J.C. Penney ist ein ikonischer Name aus dem goldenen Zeitalter des Einzelhandels. Im Gegensatz zu anderen Kaufhausketten ist J.C. Penney jedoch hinter anderen Kaufhäusern zurückgeblieben im Hinblick auf seine E-Commerce-Präsenz. Gemäß Bloomberg Senior Retail Analyst Poonam Goyal, the Mehrheit der Geschäfte von J.C. Penney stammt aus dem stationären Handel.

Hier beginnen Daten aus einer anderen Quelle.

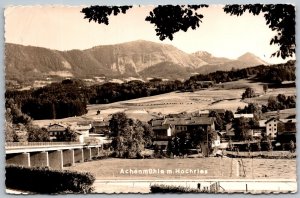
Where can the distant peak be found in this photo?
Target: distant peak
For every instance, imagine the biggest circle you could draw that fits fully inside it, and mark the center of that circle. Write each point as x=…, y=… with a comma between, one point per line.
x=203, y=54
x=252, y=58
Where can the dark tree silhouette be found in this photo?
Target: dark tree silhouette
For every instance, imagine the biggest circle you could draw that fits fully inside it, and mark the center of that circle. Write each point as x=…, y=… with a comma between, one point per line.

Aber die Pandemie hat die Kaufhauskette gezwungen, alle ihre Geschäfte zu schließen. Und wann immer wir eine schrittweise Wiedereröffnung sehen, ist es nicht schwer vorstellbar, dass Kaufhäuser wie das von Penney als Grundbedürfnisse dienen.

Wenn das Unternehmen Ende des zweiten Quartals eröffnen kann, so Goyal, Bloomberg prognostiziert, dass das Unternehmen im Jahr 2020 35 % des Jahresumsatzes verlieren wird. Wenn sich die Pandemie jedoch verschlimmert und die Geschäfte für den Rest des Jahres geschlossen bleiben, wird das Unternehmen 71 % des Umsatzes verlieren.

Die Pandemie stört einen Turnaround-Plan, der bereits viel brauchte, um perfekt zu laufen. Das Unternehmen verzichtete Mitte April auf eine Zinszahlung von 12 Millionen US-Dollar. Das hat zu Spekulationen geführt, dass die Insolvenz eher früher als später kommen könnte.

Und Konkurs ist das Letzte, was die JCP-Aktie braucht. Die Aktie ist im Jahr 2020 um über 70 % gefallen und liegt deutlich unter der 1-Dollar-Marke. Wenn das Unternehmen sein Schicksal nicht umkehren kann, wird es mit Sicherheit von der Börse genommen.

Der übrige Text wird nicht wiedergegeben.